第7話

 倉前の助言通り、リビングに百合を飾り、夜の声には応答しない。それを続け、今日で五日目。彼女の言う通りならば、今日で怪異は終わるはずだった。


 ――まあ、終わることはないだろう。


 テレビに表示されている時計は二十三時五十五分を指している。今日が終わるまで残り五分。外は台風が来ているせいか雷雨であり、部屋を明るくしていても分かる稲光がカーテン越しに部屋の中へ入る。


 その度、靄の影がカーテンに映る。外でとぐろを巻いているらしいそれは、宙に浮き、閉め切っているカーテンからその存在だけを主張し続けていた。
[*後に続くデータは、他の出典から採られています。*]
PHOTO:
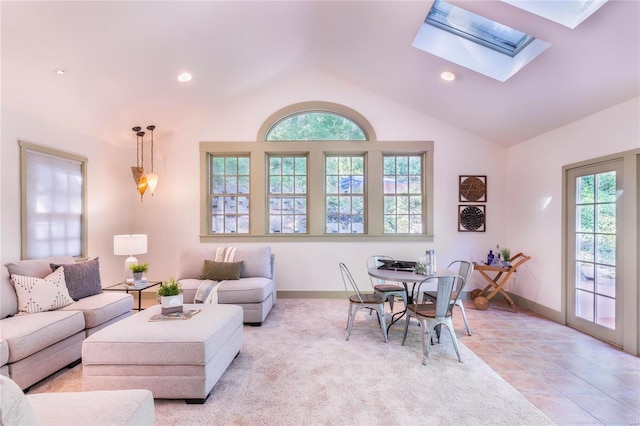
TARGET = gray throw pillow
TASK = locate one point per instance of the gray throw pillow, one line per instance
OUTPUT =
(83, 279)
(220, 271)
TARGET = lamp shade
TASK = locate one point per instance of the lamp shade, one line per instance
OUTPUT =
(127, 245)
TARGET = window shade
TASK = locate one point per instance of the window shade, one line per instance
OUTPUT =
(54, 205)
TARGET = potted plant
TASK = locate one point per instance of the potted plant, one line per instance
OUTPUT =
(138, 269)
(170, 294)
(506, 255)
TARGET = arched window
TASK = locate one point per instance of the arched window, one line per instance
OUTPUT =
(318, 171)
(318, 126)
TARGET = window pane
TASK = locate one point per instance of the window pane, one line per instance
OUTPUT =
(230, 194)
(586, 276)
(585, 247)
(606, 312)
(606, 218)
(585, 218)
(318, 125)
(606, 280)
(344, 175)
(606, 249)
(585, 192)
(584, 305)
(402, 176)
(477, 28)
(287, 176)
(606, 187)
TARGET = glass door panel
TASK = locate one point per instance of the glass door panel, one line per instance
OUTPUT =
(594, 234)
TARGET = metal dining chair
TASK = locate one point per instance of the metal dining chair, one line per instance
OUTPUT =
(386, 290)
(465, 269)
(359, 300)
(433, 315)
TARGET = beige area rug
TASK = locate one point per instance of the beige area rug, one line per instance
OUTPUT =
(298, 369)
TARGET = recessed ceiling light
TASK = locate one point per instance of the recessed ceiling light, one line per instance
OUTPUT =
(185, 76)
(448, 76)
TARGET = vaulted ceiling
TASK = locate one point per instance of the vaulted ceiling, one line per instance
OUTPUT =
(123, 57)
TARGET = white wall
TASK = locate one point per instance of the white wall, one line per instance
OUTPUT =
(524, 214)
(107, 185)
(535, 192)
(171, 218)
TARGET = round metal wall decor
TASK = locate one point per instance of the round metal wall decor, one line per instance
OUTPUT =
(471, 218)
(473, 188)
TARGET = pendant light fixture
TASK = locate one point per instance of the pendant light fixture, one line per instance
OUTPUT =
(138, 170)
(152, 178)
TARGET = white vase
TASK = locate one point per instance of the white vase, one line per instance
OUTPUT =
(171, 304)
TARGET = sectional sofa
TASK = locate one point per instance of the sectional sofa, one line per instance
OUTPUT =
(252, 285)
(114, 408)
(35, 345)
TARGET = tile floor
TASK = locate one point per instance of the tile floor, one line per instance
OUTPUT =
(571, 377)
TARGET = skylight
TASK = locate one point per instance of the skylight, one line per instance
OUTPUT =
(567, 13)
(477, 28)
(475, 42)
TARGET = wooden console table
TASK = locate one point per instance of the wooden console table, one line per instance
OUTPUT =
(501, 277)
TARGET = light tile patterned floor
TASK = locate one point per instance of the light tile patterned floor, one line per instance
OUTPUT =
(571, 377)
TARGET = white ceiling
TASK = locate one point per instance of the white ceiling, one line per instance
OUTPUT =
(123, 59)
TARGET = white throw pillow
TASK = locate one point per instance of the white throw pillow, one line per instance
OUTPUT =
(41, 294)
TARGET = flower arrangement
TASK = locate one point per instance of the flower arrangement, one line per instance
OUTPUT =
(170, 288)
(139, 267)
(506, 254)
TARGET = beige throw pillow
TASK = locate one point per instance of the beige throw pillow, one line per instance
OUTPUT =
(220, 271)
(41, 294)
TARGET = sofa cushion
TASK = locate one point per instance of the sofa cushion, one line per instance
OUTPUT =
(4, 352)
(220, 271)
(8, 297)
(132, 407)
(41, 294)
(257, 261)
(103, 307)
(246, 290)
(16, 408)
(31, 268)
(83, 279)
(28, 334)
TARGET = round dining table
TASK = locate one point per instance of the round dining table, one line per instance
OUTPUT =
(406, 278)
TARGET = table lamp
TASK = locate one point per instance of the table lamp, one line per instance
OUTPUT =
(128, 245)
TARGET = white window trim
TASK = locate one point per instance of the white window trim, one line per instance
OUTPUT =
(27, 146)
(316, 151)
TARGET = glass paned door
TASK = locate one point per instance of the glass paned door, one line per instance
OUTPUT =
(594, 231)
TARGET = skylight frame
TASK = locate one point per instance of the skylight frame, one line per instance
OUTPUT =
(477, 28)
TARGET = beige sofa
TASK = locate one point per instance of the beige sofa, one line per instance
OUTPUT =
(34, 346)
(255, 291)
(119, 407)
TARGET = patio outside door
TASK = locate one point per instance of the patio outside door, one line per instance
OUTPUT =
(594, 237)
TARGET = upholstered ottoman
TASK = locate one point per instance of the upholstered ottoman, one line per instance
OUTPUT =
(174, 359)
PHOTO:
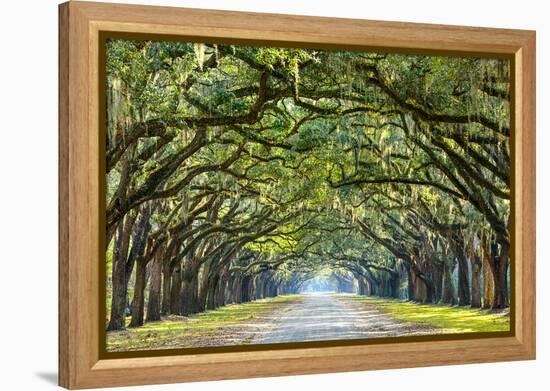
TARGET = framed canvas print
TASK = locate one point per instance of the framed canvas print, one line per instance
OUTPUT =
(251, 195)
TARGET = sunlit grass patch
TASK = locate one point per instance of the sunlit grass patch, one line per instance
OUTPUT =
(450, 318)
(222, 326)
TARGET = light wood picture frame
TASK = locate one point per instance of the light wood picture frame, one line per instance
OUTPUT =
(81, 25)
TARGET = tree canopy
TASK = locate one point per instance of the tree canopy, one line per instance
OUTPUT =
(238, 172)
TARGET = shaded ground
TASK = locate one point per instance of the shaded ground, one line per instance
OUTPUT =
(230, 325)
(308, 317)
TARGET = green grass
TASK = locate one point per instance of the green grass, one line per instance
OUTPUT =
(224, 326)
(451, 319)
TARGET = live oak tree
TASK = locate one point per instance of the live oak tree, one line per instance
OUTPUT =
(236, 173)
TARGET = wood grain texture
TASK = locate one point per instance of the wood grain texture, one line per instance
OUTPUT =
(80, 23)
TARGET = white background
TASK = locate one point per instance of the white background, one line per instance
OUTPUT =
(28, 192)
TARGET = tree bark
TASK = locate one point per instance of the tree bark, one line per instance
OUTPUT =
(138, 302)
(447, 295)
(463, 282)
(476, 281)
(153, 304)
(118, 302)
(175, 291)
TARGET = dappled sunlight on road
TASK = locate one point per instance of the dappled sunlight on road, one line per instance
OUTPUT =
(330, 316)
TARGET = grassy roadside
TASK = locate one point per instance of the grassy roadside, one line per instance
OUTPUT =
(449, 319)
(229, 325)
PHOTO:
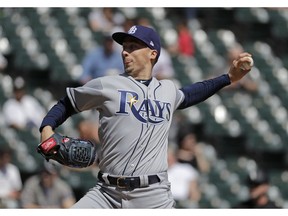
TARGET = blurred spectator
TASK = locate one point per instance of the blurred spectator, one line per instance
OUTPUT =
(247, 82)
(3, 62)
(184, 182)
(105, 20)
(259, 184)
(194, 153)
(10, 180)
(22, 111)
(102, 61)
(185, 43)
(47, 190)
(185, 39)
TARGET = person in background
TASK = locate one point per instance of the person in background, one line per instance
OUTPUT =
(247, 83)
(184, 182)
(105, 19)
(259, 183)
(102, 61)
(10, 180)
(47, 190)
(22, 111)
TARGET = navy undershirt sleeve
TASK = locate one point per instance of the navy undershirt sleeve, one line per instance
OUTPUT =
(200, 91)
(58, 113)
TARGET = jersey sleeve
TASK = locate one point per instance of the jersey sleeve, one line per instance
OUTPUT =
(86, 97)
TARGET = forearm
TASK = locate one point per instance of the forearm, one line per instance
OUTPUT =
(200, 91)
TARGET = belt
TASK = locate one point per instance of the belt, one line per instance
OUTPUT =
(128, 182)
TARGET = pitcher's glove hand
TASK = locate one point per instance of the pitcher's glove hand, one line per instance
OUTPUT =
(68, 151)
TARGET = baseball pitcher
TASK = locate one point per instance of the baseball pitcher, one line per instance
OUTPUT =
(136, 111)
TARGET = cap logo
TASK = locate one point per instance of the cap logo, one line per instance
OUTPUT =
(132, 30)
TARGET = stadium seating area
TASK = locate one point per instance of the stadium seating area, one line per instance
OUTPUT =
(46, 46)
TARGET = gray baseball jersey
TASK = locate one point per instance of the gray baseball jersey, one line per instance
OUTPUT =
(134, 121)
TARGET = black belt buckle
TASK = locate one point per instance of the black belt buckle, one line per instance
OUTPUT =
(123, 183)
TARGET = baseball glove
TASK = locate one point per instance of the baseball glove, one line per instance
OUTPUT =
(68, 151)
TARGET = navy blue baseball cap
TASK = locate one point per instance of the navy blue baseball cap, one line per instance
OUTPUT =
(146, 34)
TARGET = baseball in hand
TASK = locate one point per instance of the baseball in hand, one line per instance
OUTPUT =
(248, 64)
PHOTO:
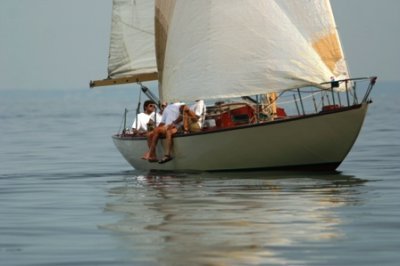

 賑やかしにテレビを付けているが、やはり声が掻き消されることはない。もはや聞き慣れた猫撫で声。この声に付き合うのも、もう終わりかもしれない。


 時間は確実に過ぎ、時計の値が変化していく。


 ――本当に真奈は自分を恨んでいるのだろうか。


 これで怪異が終わってしまえばそういうことになる。倉前の言い草は断定的なものだった。しかし、自分が恨まれるようなことをした覚えはない。むしろ幸福だったはずだ。それ以外はありえない。ありえるはずがない。


 ちらちらと生前の真奈の姿が思い浮かぶ。


 時刻はすでに五十九分。声はまだ続いている。最初こそ恐怖を感じたが、今ではただの雑音に過ぎない。聞こえたところで何も害がないのだから。


 秒数は分からない。しかし、もうすぐのはず。


 組んだ手が白くなる。


 ――時間だ。


 日付けは超え、四十九日は過ぎ去った。溜息が漏れ出る。


 ふと気付くと、声が聞こえなくなっていた。心なしか匂いも薄まっている気がする。


 まさか本当に? あれの正体は真奈だったのか。


 チャイム音が鳴った。


 身体が勝手にビクッとしてしまう。こんな時間に訊ねてくるやつは知らない。


「誰だ……?」


 声に出して見たものの、答えはない。誰もいない。自分一人だけ。


 テーブルに置いていたスマホが震え出す。画面は同僚からの着信を告げている。


 おそるおそるスマホを手に取り、電話を受ける。


「――もしもし? 佐々木?」


 伊川の声。場違いに感じるほど普段通りな様子に、どこかほっとする。ノイズが多いのは電波のせいだろう。


「おい? 佐々木? 聞えてるか?」


「あ、ああ。悪い。聞こえてる。……それで、どうしたこんな時間に」


「快気祝いだ。悩みの種消えたんだろ?」


「倉前さんから聞いたのか?」


「ああ、今日が決戦の日だって教えてもらった。その様子だと大丈夫そうだな」


「そうだな。声も消えたし、匂いも薄まってきてる気がする」


「そうか、それは良かった。――実はな、今、お前の家の前に来てるんだ。二人で快気祝いしようぜ。佐々木の好きな酒も持って来てるぞ」


「なんだよ、さっきのチャイムは伊川か?」


「そうだ。鳴らしたのにうんともすんとも言わないから不安になってな」


「そっか……」


 チャイムの原因が分かり、和は一つ息を吐いた。


「――だから、入れてくれ。佐々木」


「ああ、今入れる。待っててくれ」


 電話を切り、立ち上がる。玄関に向かおうとすると――テレビが消えた。部屋は一気に静寂に包まれ、外の雷雨のみが和の耳に入る。


「なんだ?」


 和はリモコンを手に取り操作するが、一向に反応しない。テレビは静寂を保っている。


 舌打ちし、ひとまず玄関に向かおうとして気付く。リビングに飾った百合。大輪を咲かしているその花は、白百合のはずだった。


 ――黒くなっている?


 白百合は徐々にその色を変化させていた。根本から徐々に黒く染まり、あっという間に黒百合へと変貌する。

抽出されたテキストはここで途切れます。